For Philby to almost make it to the top of MI-6, to withstand numerous interrogations successfully, and to outdo Angelton must be worth the professional respect of all persons interested in intelligence and espionage matters notwithstanding our hatered of his politics. I do not know Mr. Peake and most certainly am not pushing the book in his behalf.
Paul Helfer
Date: Sat, 03 Jun 2000 12:19:05 -0400
From: Reg Whitaker <regwhit@yorku.ca>
To: intelforum@his.com
Subject: Re: Publishing memoirs (was: Unclassified: Colby)
On Sat, 03 Jun 2000 02:01:02 GMT, Mike Fosdal asked:
[Snip]
It has been pointed out that Sir Percy Sillitoe published his memoir of his unhappy postwar stint at MI5, but that his manuscript was gutted by Whitehall censors.
There is also a pecedent of sorts in Canada. John Starnes, who was the first civilian director of the RCMP security service, the predecessor to CSIS, and who presided during the October 1970 Crisis when the Quebec minister of Labour was kidnapped and murdered by the Front du Liberation du Quebec, published his memoirs Closely Guarded: a Life in Canadian Security and Intelligence (Toronto: University of Toronto Press, 1998).

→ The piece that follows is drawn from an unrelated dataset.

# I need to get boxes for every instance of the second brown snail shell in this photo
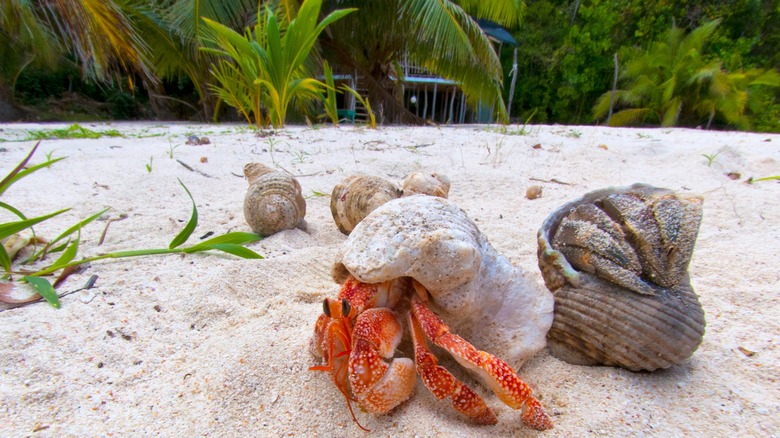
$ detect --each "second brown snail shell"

A number of critics have suggested that Mr Starnes took his title rather too seriously, and there are no startling revelations. On the other hand, I do not believe there was any pre-censorship of his manuscript. In fact, he relied on Access to Information requests to release documents he was able to quote, and in some cases attach as appendices.
Reg Whitaker
--
Reg Whitaker
Political Science, York University
Toronto ON CANADA M3J 1P3
tel: [416] 484-7366 / [416] 736-2100 x. 88833
fax: [416] 484-8198 / [416] 736-5686
E-Mail: regwhit@yorku.ca
Date: Sun, 04 Jun 2000 13:28:54 +0200
To: intelforum@his.com
From: "B. de Jong" <b.de.jong@hum.uva.nl>
Subject: Publishing memoirs (was: Unclassified: Colby)
On Sat, 03 Jun 2000 02:01:02 GMT, Mike Fosdal asked:
>On a quite different issue. Here in the UK there is major political and
>bureaucratic battle underway over the desire of the former head of MI5,
>Stella Rimmington, to publish her memoirs. Do members of the Forum have
a
>view on the rectitude of retired intelligence agency leaders publishing
>their memoirs?
I think there is a very important reason to expect from retired intelligence leaders to publish their memoirs. It has to do with public accountability. We all know how oversight in many western democracies is lacking or in many instances not functioning properly. It is clear from the Cold War period that even in the US, which maybe has the best functioning system of oversight, this process at times has not functioned well enough. Writing memoirs by intelligence officials could be seen of course as a way for them to at least give an account of their doings 'before history', where oversight in many ways has been unsatisfactory. After all these people are at the head of organizations which tap phones, read other people's emails etc., in other words they infringe upon the basic rights of individuals for a 'higher good' called national security. In the foreign intelligence sphere they have relations with or even often ally themselves (out of necessity, one hopes) with all kinds of distasteful regimes which practice human rights violations on a systematic basis. So when in those fields many things which such officials undertook during their careers cannot be brought into the open while they are in office, there is even more reason to do this after their careers have ended and the need for security for operational reasons hopefully has disappeared. The need for memoirs by retired intelligence and security officials is therefore for obvious reasons, in my view, more urgent than for people who worked, say, with the ministry of Fisheries and Agriculture.